Bir kış klasiği olarak, kara bulutlardan kurtulmaya karar veren yağmur damlaları birbirleriyle yarışırcasına hızlı hızlı yeryüzüne kendilerini bırakıyorlardı. Damlalar 'kalk artık' dercesine en ciddi halleriyle penceremi tıklatıyordu. Uyandığım halde gözlerimi açmadan üstümü sıkıca örterek yağmuru dinlemeye başladım. Ben yağmurlu günleri çok severim. Yazın ortasında bile parçalı bulutlu hava bana. Bir tek bana. Benden başka herkes günlük güneşlik. Ben karanlığım. Bende havalar soğuk olduğu için yalnızım. Kimse yağmuru sevmiyor. Halbuki kimse bilmiyor ki; yağmur havayı açar, yağmur yağdıysa güneşli günler yakındır. Yağmur toprağı ıslatır çamur yapar. Buram buram çamur kokar her yer. Rahatlarsın. Sık ağaçların olduğu yerde, yağmurun ıslattığı ağaçlardan kaynaklanan nem hava soğuk da olsa ısıtır seni. Yağmurla birlikte yağar duyguların, kafandaki yığınla düşünceler. Güneşli günleri seven insanlar hayatı toz pembe yaşarlar. Güneşi sevmek kolay, asıl iş yağmuru sevmekte. Herkes güneşi severse, yağmur kime yağacak?
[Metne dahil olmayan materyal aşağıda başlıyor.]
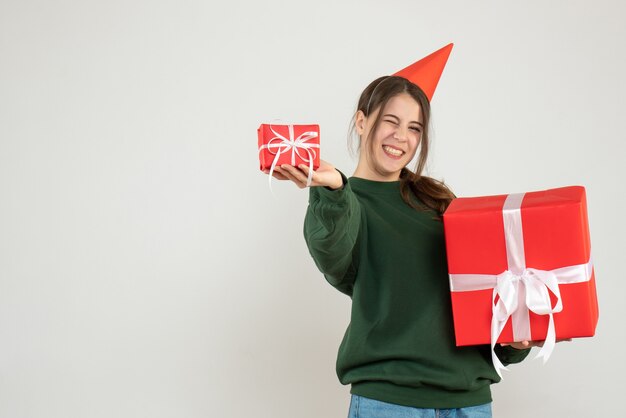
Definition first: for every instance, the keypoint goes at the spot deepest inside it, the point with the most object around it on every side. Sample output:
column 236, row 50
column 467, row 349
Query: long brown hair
column 431, row 193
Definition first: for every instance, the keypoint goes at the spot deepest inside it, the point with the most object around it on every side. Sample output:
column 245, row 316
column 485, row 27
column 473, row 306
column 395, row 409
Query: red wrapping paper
column 277, row 145
column 555, row 235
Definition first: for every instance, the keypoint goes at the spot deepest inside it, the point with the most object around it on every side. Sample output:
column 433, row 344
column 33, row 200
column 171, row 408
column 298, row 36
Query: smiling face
column 394, row 140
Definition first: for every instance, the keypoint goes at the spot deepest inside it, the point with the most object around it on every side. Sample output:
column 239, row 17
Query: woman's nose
column 401, row 134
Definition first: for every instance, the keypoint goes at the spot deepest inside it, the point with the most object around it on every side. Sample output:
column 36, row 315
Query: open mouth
column 393, row 152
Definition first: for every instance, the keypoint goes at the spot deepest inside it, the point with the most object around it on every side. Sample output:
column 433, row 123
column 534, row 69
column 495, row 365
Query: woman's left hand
column 522, row 345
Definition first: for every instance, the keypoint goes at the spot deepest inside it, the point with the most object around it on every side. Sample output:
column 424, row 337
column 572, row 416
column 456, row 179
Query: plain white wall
column 147, row 270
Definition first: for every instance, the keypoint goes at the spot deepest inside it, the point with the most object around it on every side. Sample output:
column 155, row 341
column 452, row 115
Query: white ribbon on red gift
column 519, row 289
column 279, row 145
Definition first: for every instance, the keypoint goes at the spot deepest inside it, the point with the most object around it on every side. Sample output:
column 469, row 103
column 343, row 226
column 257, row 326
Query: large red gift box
column 510, row 256
column 289, row 144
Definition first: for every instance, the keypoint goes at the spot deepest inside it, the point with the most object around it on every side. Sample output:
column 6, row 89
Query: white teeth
column 393, row 151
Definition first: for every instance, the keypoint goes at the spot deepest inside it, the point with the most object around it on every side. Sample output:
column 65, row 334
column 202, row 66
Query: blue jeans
column 361, row 407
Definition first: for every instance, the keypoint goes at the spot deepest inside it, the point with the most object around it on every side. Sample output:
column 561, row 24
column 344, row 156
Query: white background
column 147, row 270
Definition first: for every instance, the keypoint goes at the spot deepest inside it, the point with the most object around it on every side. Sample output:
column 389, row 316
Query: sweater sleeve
column 331, row 229
column 509, row 355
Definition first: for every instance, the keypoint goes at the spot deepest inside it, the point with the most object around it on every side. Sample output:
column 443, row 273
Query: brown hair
column 431, row 194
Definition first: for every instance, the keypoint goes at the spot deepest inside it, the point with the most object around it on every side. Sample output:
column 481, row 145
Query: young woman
column 378, row 237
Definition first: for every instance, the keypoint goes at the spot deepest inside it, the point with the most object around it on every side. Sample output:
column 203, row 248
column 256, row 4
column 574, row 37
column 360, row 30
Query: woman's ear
column 359, row 122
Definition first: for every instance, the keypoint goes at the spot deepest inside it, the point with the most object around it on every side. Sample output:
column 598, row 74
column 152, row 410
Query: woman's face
column 395, row 142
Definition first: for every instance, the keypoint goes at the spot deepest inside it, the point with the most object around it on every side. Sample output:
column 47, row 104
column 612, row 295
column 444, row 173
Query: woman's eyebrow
column 398, row 119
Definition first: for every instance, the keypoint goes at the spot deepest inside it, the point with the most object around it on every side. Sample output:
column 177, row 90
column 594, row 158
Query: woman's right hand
column 326, row 175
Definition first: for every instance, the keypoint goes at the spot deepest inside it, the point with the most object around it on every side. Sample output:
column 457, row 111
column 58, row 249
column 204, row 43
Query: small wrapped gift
column 520, row 268
column 289, row 144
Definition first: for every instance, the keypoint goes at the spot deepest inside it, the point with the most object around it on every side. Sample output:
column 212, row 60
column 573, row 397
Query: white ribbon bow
column 279, row 145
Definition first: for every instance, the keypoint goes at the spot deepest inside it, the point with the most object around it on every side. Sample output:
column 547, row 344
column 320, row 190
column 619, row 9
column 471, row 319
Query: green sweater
column 390, row 259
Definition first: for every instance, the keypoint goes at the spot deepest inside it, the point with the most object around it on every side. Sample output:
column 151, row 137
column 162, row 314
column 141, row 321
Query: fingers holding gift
column 276, row 174
column 521, row 345
column 294, row 174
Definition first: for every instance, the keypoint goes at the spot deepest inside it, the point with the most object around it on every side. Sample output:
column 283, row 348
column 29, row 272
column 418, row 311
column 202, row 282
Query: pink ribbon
column 519, row 289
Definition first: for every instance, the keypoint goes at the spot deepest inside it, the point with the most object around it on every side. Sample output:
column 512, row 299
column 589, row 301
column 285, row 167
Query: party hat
column 427, row 71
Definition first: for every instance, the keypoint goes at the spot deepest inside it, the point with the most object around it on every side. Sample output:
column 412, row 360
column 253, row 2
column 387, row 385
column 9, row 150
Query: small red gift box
column 520, row 267
column 289, row 144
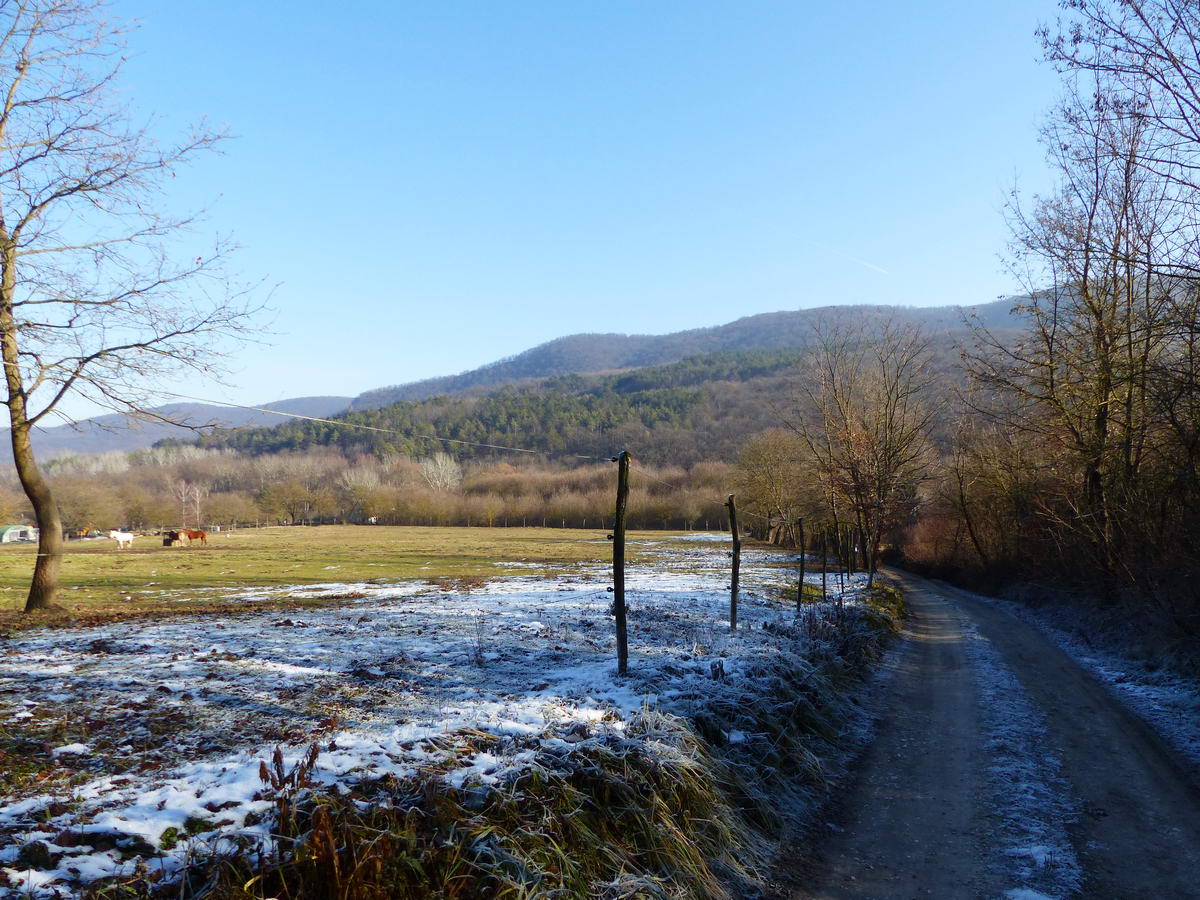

Yataktan çıkmak istemiyor, gün boyu bu sesi dinleyerek hayaller dünyamda gezintiye devam etmek istiyordum. Ama sınav buna izin vermiyor, beynimin yarısından fazlasını stresiyle ele geçirmiş ve bundan oldukça memnun olmasının beraberinde, başka birşey düşünmeme izin vermiyordu. Hazırlanıp evden çıktım. Ha! Az kalsın şemsiyemi unutuyordum. Şimdi hazırım. Kapıdan adımımı attığımda rüzgar ve arkadaşı yağmur, şemsiyemi açmama dahi izin vermeden sertçe yüzüme çarptılar birlikte. Bunların derdi neydi? Yağmur damlaları kime kızmıştı da bu kadar agresif atıyordu kendini yeryüzüne. İçeri girip şemsiyemi açarak sakince çıktım dışarı. Rüzgar geçen gün ona karşı koymamı içerlemiş olacak ki, en sert bana esiyordu. Anlaşılan yağmuru da bana karşı örgütlemişti. Savrulan saçımı hiçbir şey olmamış gibi kulağımın arkasına sıkıştırmama sinirlenen rüzgar aniden ters yönden eserek şemsiyemi kırdı. Islanıyordum. Islanmaktan ziyade, yağmur damlaları yüzüme ve vücuduma o kadar sert çarpıyordu ki adeta beni dövüyor, cezalandırıyordu. Durağa koşmayı düşündümse de dikkatlice baktığımda orada bir iğneyle bile yer olmadığını görünce aniden durdum ve kendimi oldukça sinirli yağmurun hedefi olmaya mahkum ettim. Dolmuş bi türlü gelmiyordu. Aniden yağmur benim için durdu, 30 santim öteme düşen damlalar asfaltı dövmeye devam ediyordu. Ne olduğunu anlamak için kafamı çevirdiğimde onu gördüm. Tekrar gelmişti, bir kez daha yanımdaydı. Masmavi gözleri, ilk karşılaşmamızdaki samimiyet ve masumiyetinden hiç birşey kaybetmemişti. Aynı sempatiyle gözlerimin içine bakarken, sanki birbirimizi gayet iyi tanıyormuşuzcasına "Günaydın" dedi bana. "Günaydın" dedim. Sesimde soru sorarcasına bir ton vardı. "Ne yani yanında şemsiyeyle bekleyip ıslanmana izin mi verseydim?" dedi ve o meşhur gülücüğünü suratına yerleştirdi. Bende bunu duyunca gülümsemekten kendimi alı koyamadım.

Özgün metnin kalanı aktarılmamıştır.